While additional tariffs would affect European wine prices, many industry colleagues predict that their most devasting effect will likely be in the reduction of choice. If a consumer can’t get the desired wine at the right price point, there is a plethora of alternative alcoholic beverage choices. This combined with the news that US wine consumption dropped in volume – even if just by 0.9% – in 2019, the first decline since 1994 according to industry tracker IWSR, and it is clear that this is not a time to be complacent.
Don’t Dismiss the Tariff Threat
To dismiss the threat of additional tariffs is to pay disservice to the dedicated industry spokespersons who made an impression on lawmakers by testifying at and attending hearings in Washington. Those who made the rounds on Capitol Hill to personally meet lawmakers also deserve special thanks. It is also dismissive of those who spent time writing to the US Trade Representative and their politicians as well as those who sounded out on social media and through other communication channels.

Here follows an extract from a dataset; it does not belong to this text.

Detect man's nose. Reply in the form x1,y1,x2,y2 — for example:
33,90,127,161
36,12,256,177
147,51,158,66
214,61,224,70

Will there be ashes between the consumption trends and the import tariff aggressions? Yes. For starters, trans-Atlantic shipments have dropped since October and European wine producers have lost placements in the US. Will a phoenix rise? That may depend on whether the US wine industry remains vocal over the tariffs. Even with this week’s Airbus agreement, there is no time like the present to spread the word about the tariffs. Most importantly, the tariffs and their potentially devasting consequences need to be explained to the mainstream media and consumers.